2

I have UTF-8 database with Turkish text data stored in it. When it comes to Turkish there is problem when converting to uppercase or lowercase. Unlike other latin character based languages, turkish has different conversion rule for "i" and "I" characters. The problem is very common among RDBMS products. Most commercial and some open source RDBMS solved this issue. But not Firebird, despite the fact that it is very popular among turkish developers. BTW, it is not issue when database character set is ISO8859-9 (Turkish).

"i" -> uppercase -> "İ"

"ı" -> uppercase -> "I"

As far as I know firebird does not have collation for unicode/turkish .

So work "ikna" uppercased as "IKNA" when it should be "İKNA"

Does any one has workaround solution for such cases? Specifically, I want case incensitive LIKE search on text data.

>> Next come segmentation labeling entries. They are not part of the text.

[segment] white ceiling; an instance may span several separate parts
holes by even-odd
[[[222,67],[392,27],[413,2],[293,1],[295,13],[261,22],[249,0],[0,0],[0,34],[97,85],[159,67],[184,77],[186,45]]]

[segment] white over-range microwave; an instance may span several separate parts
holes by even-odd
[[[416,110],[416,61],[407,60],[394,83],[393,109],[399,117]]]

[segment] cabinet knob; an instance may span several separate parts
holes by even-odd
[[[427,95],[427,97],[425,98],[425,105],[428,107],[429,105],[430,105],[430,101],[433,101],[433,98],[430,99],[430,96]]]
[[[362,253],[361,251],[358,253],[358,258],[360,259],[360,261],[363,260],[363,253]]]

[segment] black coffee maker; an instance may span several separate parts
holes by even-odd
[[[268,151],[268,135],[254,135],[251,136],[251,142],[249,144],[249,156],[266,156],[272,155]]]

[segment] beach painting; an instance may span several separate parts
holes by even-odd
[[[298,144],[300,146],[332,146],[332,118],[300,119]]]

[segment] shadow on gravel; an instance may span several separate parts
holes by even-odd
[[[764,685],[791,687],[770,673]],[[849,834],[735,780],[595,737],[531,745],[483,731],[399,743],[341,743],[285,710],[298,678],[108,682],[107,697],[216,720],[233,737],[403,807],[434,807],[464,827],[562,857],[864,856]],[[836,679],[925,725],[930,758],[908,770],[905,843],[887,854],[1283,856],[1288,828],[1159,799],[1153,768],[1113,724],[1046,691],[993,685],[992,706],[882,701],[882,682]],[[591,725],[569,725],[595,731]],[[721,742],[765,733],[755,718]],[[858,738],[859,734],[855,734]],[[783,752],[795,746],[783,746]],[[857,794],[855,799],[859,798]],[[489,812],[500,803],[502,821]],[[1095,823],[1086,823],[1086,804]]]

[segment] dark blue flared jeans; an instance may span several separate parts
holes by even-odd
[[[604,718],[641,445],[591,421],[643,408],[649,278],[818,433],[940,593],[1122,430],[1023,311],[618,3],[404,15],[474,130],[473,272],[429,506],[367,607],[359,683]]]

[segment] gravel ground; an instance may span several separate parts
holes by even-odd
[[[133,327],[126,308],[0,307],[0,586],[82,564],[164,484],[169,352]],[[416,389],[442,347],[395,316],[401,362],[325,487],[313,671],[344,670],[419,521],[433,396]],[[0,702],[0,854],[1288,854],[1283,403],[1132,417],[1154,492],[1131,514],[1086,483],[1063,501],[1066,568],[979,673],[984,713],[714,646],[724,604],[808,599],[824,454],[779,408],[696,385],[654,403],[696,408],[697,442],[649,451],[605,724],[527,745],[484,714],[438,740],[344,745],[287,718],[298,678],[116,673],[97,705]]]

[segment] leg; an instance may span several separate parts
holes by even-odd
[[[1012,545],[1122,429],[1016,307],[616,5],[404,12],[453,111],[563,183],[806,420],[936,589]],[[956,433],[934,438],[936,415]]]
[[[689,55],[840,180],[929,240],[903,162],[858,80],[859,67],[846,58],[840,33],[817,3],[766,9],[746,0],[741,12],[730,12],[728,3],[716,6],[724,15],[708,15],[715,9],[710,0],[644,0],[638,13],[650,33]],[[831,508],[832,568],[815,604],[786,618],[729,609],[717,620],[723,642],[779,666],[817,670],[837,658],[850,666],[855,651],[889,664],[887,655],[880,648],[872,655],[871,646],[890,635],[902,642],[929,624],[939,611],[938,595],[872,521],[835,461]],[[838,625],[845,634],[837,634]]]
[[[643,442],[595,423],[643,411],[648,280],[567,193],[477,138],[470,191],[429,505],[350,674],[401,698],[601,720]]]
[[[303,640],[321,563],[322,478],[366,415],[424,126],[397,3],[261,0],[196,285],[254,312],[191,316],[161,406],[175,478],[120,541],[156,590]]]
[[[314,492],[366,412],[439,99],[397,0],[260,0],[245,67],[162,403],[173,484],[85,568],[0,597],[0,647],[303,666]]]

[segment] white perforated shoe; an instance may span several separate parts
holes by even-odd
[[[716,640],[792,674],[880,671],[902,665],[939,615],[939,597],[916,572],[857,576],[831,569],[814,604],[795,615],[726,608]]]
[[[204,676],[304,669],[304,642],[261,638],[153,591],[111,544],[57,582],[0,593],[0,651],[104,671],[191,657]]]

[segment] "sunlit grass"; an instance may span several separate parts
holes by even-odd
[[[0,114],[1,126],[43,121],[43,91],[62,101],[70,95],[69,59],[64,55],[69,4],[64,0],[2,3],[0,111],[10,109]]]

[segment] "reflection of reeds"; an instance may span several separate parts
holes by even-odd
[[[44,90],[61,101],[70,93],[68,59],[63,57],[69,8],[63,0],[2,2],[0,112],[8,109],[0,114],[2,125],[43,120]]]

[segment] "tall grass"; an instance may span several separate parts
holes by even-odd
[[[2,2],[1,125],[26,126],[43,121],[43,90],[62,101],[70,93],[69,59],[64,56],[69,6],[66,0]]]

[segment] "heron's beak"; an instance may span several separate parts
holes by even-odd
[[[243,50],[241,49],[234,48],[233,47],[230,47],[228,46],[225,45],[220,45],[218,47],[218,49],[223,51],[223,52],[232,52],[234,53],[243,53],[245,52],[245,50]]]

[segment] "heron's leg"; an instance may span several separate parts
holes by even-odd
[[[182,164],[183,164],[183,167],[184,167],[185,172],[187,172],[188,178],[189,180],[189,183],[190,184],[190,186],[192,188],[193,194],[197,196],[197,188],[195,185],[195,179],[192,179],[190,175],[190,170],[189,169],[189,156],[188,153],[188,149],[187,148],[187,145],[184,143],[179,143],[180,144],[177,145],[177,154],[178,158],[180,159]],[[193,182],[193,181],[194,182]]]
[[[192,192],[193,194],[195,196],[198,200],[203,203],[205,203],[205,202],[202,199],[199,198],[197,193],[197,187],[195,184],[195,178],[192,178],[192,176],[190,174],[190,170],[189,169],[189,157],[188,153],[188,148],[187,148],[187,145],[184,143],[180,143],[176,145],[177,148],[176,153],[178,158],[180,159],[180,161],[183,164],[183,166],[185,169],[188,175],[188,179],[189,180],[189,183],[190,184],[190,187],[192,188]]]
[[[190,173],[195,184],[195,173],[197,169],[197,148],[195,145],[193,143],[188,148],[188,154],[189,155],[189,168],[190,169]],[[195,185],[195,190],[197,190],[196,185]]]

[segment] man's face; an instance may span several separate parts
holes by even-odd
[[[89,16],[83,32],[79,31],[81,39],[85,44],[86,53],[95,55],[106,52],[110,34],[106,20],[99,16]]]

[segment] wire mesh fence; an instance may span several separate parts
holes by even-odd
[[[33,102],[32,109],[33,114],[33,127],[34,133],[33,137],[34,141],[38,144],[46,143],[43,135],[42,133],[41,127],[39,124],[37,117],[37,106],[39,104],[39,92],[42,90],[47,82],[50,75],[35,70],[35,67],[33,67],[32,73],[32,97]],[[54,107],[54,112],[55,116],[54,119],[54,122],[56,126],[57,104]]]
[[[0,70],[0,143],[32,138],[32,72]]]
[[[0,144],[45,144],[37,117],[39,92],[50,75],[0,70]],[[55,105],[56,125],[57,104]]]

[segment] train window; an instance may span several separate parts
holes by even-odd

Pretty informative http://www.moserware.com/2008/02/does-your-code-pass-turkey-test.html

tJeyhun
  • 195
  • 1
  • 9
  • You may need to add the full ICU library and [create your own collation](https://www.firebirdsql.org/file/documentation/reference_manuals/fblangref25-en/html/fblangref25-ddl-collation.html). This is - IMHO - not well documented though. You may want to consider to also ask on the firebird-support mailing list. – Mark Rotteveel Dec 08 '18 at 15:08
  • The necessary statement should be something along the lines of `create collation unicode_turkey for UTF8 from unicode 'LOCALE=tr_TR'`, but on Windows at least this fails with a _"Invalid collation attributes"_ error as the Firebird install only has a minimized ICU install (and I don't know how/where to get a full ICU library to get it to actually work). – Mark Rotteveel Dec 08 '18 at 15:19
  • I tried on Ubuntu, and above statement works on Ubuntu, but it then has no effect on `upper`. I'm not sure if it is incomplete, or just ignored by `upper`. – Mark Rotteveel Dec 08 '18 at 15:42
  • In short, there is not proper solution for this problem. Anyways, thank you @MarkRotteveel, as always for fast respond. – tJeyhun Dec 09 '18 at 13:09
  • You could try on firebird-support, maybe someone has an idea why this doesn't work (maybe collation-sensitive upper case isn't supported at all (although that seems to be contradicted by it working for ISO8859-9), maybe my create collation statement isn't correct, etc). Alternatively, consider creating a improvement request on http://tracker.firebirdsql.org/ to add Turkish locale support for UTF8 that correctly handles upper and lower. – Mark Rotteveel Dec 09 '18 at 13:33
  • @CeyhunMamedov by your surname it seems you can read Russian, if not - use http://www.translate.ru // Here is example of making ad hoc charset casting instead of creating collation permanently: https://www.sql.ru/forum/actualutils.aspx?action=gotomsg&tid=1297225&msg=21527259 // Here can be some useful link to ICU page https://www.sql.ru/forum/1300753/nuzhna-pomoshh-s-sortirovkoy?hl=collation such as http://demo.icu-project.org/icu-bin/collation.html and others – Arioch 'The Dec 10 '18 at 09:10

1 Answers1

0

Ceyhun, did you try character set WIN1254 collate pxw_turk ?

create table test
(
    recid integer,
    name_ varchar(50) character set WIN1254 collate pxw_turk
);
commit;

insert into test(name_, recid) values('İsmail Ilgın', 1);

select
    name_,
    upper(name_),
    lower(name_)
from test;

or with use of domain

create domain mydomain as varchar(50) character set WIN1254 collate pxw_turk;
create table test
(
    recid integer,
    name_ mydomain
);
commit;

insert into test(name_, recid) values('İsmail Ilgın', 1);

select
    name_,
    upper(name_),
    lower(name_)
from test;

And result is :

'İsmail Ilgın' 'İSMAİL ILGIN' 'ismail ılgın'